Friday, October 06, 2006

Paging Pardulphus

Well, I got to thinking -- if October 4th was the feast day of Saint Francis, whose day was October 6th? Plenty of saints for today, according to Roman Catholic sources -
St. Faith
St. Bruno
St. Aurea
St. Sagar
St. Ceollach
St. Epiphania
St. Francis Trung
St. Mary Frances of the Five Wounds of Christ
St. Magnus
St. Mummolinus
St. Maria Francesca Gallo
St. Nicetas
Marytrs of Trier
St. Pardulphus

The information about some of the above is sketchy, some even the sources say have 'unreliable' stories. Some are cited just as having been bishops or abbesses with no special story attached to their lives to indicate what had made them saints.

When I was a child in the Roman Catholic Church, we all had our own Daily Missals. Mine was called The St Joseph Daily Missal and was a small black book that had everything in it that one would need to function as a good Catholic. All the prayers, the liturgy in Latin and English, the rules (known then as "the church commandments", and on and on). But in the back was my favorite section -- it was a day by day commentary on the Lives of the Saints. If memory serves, one or two saints a day were pulled out of the many, and some discussion was made of their life and sacrifice. The Latin mass would drone on and I would sit quietly reading the lives of the saints -- how St Barbara had her breasts cut off rather than renounce her faith, or Saint Polycarp who was burned alive for his faith -- other saints who were torn apart by dogs or lions or burned on braziers, starved, dismembered, ridiculed, made to suffer unimaginable horror for their faith.

On the one hand, for a little girl at the age of 10 or 12, this was like an adventure comic book brimming with the vivid drama of superheros. On the other hand it played into typically RCC romantic fantasies about enduring anything for the sake of our great love of God. But it wasn't one thing -- to a little girl sitting in a pew in western Massachusetts wearing her pretty blue dress, white socks with black patent leather shoes, a pretty flowered hat and immaculate white gloves -- it wasn't real.

And now, centuries later, the names of those who have given all for their faith have largely collapsed into obscurity. I don't know who the saints are on today's list.
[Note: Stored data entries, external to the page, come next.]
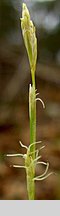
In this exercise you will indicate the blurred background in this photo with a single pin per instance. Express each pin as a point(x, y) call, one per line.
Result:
point(14, 85)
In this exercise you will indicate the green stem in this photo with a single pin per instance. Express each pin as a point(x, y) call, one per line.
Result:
point(30, 175)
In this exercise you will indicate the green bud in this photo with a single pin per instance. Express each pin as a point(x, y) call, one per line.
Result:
point(30, 40)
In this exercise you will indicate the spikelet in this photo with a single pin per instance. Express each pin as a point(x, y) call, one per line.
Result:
point(30, 40)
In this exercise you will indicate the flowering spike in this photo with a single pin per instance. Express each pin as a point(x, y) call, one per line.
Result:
point(30, 40)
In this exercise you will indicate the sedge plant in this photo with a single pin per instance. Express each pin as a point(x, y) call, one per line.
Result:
point(32, 157)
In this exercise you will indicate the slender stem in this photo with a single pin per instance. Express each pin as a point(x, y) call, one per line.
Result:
point(31, 171)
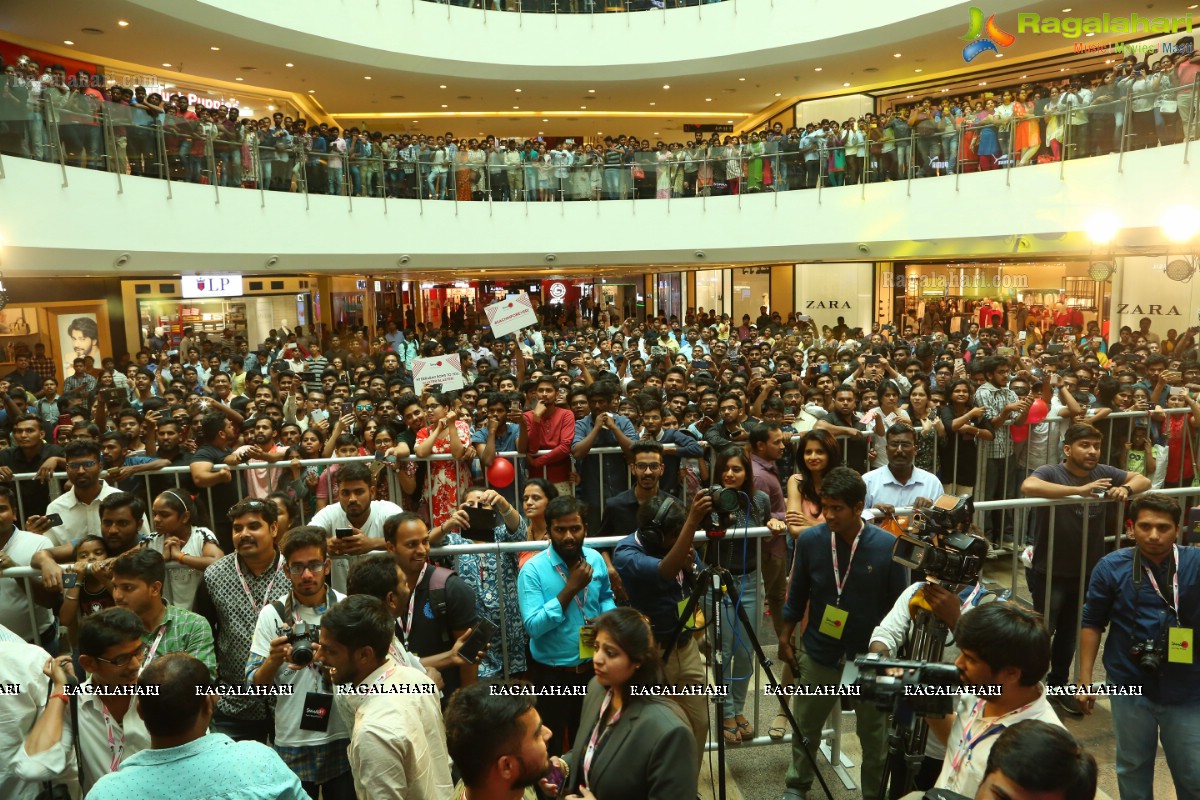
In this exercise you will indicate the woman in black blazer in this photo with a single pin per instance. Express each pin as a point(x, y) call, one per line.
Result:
point(629, 746)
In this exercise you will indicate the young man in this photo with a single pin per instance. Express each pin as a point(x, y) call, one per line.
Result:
point(1080, 474)
point(839, 623)
point(1149, 595)
point(562, 589)
point(177, 717)
point(137, 584)
point(397, 739)
point(311, 734)
point(358, 512)
point(234, 591)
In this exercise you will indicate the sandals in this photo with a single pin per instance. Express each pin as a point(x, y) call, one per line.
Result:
point(778, 727)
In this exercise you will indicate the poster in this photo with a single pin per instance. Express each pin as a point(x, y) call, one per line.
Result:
point(78, 338)
point(510, 314)
point(443, 371)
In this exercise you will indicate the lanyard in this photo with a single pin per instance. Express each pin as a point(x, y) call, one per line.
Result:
point(598, 734)
point(115, 749)
point(412, 601)
point(267, 593)
point(577, 601)
point(838, 577)
point(967, 743)
point(154, 648)
point(1175, 583)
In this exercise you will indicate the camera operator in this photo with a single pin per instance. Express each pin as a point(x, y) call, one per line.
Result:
point(1006, 645)
point(840, 624)
point(1149, 594)
point(311, 735)
point(657, 573)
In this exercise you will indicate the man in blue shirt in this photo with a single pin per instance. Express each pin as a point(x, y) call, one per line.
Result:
point(177, 717)
point(841, 553)
point(562, 590)
point(1149, 595)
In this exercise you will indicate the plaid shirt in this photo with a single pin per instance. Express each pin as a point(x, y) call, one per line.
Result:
point(993, 401)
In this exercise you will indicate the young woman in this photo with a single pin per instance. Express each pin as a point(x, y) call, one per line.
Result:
point(191, 546)
point(537, 495)
point(630, 746)
point(443, 433)
point(735, 473)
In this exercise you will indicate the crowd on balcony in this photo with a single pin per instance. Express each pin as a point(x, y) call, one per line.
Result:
point(84, 121)
point(558, 433)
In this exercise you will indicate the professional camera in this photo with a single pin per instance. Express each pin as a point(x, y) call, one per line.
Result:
point(940, 545)
point(1149, 655)
point(301, 637)
point(916, 687)
point(725, 504)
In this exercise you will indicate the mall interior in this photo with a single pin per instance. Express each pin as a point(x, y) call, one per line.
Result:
point(144, 223)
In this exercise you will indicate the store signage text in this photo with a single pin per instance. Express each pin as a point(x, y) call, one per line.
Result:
point(211, 286)
point(1147, 311)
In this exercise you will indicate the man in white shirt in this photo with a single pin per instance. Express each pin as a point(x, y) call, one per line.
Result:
point(397, 740)
point(17, 548)
point(899, 482)
point(358, 516)
point(111, 650)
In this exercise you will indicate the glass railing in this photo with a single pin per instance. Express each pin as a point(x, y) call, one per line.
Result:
point(145, 142)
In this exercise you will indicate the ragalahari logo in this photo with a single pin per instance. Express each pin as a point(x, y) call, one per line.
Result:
point(982, 37)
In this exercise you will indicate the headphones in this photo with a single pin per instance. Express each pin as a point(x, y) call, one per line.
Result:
point(653, 534)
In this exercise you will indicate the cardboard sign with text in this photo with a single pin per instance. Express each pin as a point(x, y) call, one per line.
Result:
point(443, 371)
point(510, 314)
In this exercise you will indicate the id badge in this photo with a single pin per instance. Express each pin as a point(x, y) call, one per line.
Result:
point(318, 707)
point(833, 623)
point(587, 642)
point(1180, 645)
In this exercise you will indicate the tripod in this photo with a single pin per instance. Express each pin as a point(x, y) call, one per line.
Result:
point(718, 578)
point(909, 733)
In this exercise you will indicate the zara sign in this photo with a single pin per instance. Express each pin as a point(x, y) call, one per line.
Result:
point(210, 286)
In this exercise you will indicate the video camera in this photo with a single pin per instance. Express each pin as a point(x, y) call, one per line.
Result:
point(940, 543)
point(909, 689)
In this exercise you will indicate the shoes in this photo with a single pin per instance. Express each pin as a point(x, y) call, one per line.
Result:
point(1066, 707)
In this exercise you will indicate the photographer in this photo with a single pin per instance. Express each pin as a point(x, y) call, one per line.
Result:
point(310, 732)
point(1147, 594)
point(839, 625)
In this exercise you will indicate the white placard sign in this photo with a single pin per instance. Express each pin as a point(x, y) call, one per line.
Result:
point(443, 371)
point(510, 314)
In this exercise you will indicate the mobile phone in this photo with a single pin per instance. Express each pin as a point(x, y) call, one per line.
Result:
point(478, 639)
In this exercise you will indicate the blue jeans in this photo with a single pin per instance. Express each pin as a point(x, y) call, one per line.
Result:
point(739, 660)
point(1137, 722)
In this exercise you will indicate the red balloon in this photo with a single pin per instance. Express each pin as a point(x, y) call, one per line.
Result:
point(501, 474)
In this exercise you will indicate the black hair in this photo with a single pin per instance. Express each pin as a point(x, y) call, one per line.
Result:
point(360, 621)
point(1006, 635)
point(481, 727)
point(1042, 757)
point(177, 701)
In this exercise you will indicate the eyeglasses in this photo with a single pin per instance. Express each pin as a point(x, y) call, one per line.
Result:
point(120, 661)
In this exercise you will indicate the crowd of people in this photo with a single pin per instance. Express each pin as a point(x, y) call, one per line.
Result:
point(267, 511)
point(84, 120)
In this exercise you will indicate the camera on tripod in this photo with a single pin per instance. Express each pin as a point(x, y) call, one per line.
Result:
point(301, 637)
point(916, 687)
point(939, 542)
point(725, 504)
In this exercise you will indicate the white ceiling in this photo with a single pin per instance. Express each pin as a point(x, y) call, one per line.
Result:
point(340, 89)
So I picked one out at random, Saint Pardulphus. How long has it been since anyone asked him for help? I learned a bit about him. He died in 728. Originally from Limoges, France, he became a Benedictine monk, and then abbot in Gueret, France. Pardulphus remained behind and alone in the monastery during an onslaught of Arabs across southern France, winning the safety of the monastery through his assiduous prayer.

I imagined him in heaven, busy with his heavenly life -- maybe gardening or inscribing beautiful illuminated manuscripts -- or hanging out with the choirs. He is a saint, but except for All Saint's Day, he is not in demand the way St. Anthony or St. Jude are. They are the saintly rock stars, the magicians of the cosmic realms.

Then today, about 2pm a bell starts ringing somewhere near his celestial abode. It is my prayer greeting him, asking for intercession (privately between the good saint and me). I suspect he was surprised to hear from me. But I did remember to wish him a happy name day. It may have been a while since anyone not in the formal ranks of the Catholic clergy did.

Should you have a moment free to thank a saint, I'm sure the good and loyal abbot Saint Pardulphus would be delighted to hear from you.


Anonymous Anonymous said...

Another terrific post! This one prompted me to take out Butler's "Lives of the Saints". There is so much to be learned from the Saints.